Inputs:
Arbitrary Stupid Goal by Tamara Shopsin: I never went to this landmark restaurant in its original Greenwich Village location and one of its late founder Kenny Shopsin’s rules was “No allergies” so perhaps I’m not destined to experience it even in its current iteration. His daughter’s autobiography weaves and loops between the founding of the restaurant and the grocery store that preceded it, the biological and spiritual family that formed around it, and her present day travels on photography assignments with her partner. The New York she describes, which as she says is held together by the people at its periphery, feels both intimately near and irretrievably lost.
The King at the Edge of the World by Arthur Phillips: A doctor brought along on a delegation from the Ottoman Empire to the court of Queen Elizabeth is caught up in a series of schemes and machinations that find him left behind, batted from castle to castle, while he tries not to get swept away in the chaos around Elizabeth’s succession. It makes a good counterpoint to Hilary Mantel’s trilogy about Oliver Cromwell with a much less formidable scale. Would love to see a streaming service throw obscene sums at making it into a 6 part series.
Outputs:
When I look back to last year it’s hard to believe that there were parts of 2020 when life still normal. It got me thinking about 2014, another very weird year that I started on what would be my last trip to Kabul, then quit my job, got married, moved to a city where I knew no one except my new husband (and although we had been dating for seven years at that point, the move and the changes it brought to each of our circumstances made us very new to each other), made a career change that has been unfruitful without being quite catastrophic enough to force me to figure out something better, my father died (not unexpected and, at that point, something of a relief, although there is still plenty of sadness about a life that ends with the people nearest you feeling relieved), and I was diagnosed with thyroid cancer (I’m fine now). That year was so disorienting in all its highs and lows that when I washed up on shore at the end of it I had turned into someone else. The past year on the other hand has felt inert (a gift, compared to the devastation so many others have experienced) but as the months pass and the end sometimes seems farther away than ever I can’t imagine the degree of change won’t be just as large. Since relatively speaking I haven’t been too buffeted by the pandemic at this point, I suppose there’s no reason I can’t take advantage of that luxury and exercise a bit more agency as to what type of change I want it to be.
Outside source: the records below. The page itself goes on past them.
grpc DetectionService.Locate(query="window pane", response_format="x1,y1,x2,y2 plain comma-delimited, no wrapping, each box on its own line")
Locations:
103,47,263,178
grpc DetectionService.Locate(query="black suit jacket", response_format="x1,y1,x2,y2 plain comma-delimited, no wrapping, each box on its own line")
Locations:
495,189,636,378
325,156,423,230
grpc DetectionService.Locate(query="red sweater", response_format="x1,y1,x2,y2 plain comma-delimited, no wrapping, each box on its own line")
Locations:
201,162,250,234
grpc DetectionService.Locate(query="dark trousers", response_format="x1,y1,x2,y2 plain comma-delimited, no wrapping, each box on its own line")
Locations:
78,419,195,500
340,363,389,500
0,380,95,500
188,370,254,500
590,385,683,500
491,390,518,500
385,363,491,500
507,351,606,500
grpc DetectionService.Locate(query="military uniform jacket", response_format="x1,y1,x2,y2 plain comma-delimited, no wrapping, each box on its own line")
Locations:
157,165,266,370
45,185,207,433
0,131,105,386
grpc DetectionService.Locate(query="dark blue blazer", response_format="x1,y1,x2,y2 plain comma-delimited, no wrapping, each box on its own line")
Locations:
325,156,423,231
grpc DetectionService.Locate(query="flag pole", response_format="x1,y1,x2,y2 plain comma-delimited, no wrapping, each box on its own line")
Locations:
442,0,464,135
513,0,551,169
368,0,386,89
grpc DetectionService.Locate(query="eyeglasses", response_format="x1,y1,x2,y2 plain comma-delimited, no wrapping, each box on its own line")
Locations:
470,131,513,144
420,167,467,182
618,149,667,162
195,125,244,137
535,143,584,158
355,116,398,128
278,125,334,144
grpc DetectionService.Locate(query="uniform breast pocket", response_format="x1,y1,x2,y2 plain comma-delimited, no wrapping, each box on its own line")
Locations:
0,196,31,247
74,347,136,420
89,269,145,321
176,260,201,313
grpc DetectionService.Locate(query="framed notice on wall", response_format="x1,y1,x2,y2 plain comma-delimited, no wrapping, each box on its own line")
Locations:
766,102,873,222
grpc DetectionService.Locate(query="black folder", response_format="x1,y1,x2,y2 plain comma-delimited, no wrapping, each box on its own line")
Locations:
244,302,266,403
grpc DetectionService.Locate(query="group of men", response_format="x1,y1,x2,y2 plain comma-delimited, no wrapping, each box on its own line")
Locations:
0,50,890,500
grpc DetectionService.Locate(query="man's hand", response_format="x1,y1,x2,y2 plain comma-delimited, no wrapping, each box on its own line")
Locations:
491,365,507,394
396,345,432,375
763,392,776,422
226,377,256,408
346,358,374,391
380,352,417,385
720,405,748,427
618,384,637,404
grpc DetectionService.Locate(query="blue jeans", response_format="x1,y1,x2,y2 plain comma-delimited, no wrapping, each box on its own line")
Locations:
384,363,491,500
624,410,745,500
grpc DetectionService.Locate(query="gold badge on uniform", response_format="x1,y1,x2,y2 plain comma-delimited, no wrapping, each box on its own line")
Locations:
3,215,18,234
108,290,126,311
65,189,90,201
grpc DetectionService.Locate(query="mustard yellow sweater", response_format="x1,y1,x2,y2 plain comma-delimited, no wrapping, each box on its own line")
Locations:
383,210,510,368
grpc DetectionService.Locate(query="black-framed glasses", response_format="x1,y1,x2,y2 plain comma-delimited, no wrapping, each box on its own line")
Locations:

We’ve sure got time.
Condiment Corner
Despite growing up in a predominantly Italian-American milieu I had never heard of passata before I saw it at Wegman’s. It made me feel defensive, like it was daring me to pretend I knew exactly what to do with it. I put it in pasta con ceci, which is what you make when you really feel like boxed macaroni and cheese but you are feeling twinges of guilt about how much neon food you have been giving your child. It was a substitute for tomato paste and it worked fine, but I can’t imagine any application for passata in which you couldn’t just use tomato paste instead and save yourself a bunch of fridge space. Dear Lord, there is still so much passata. It’ll be marinara for months around here.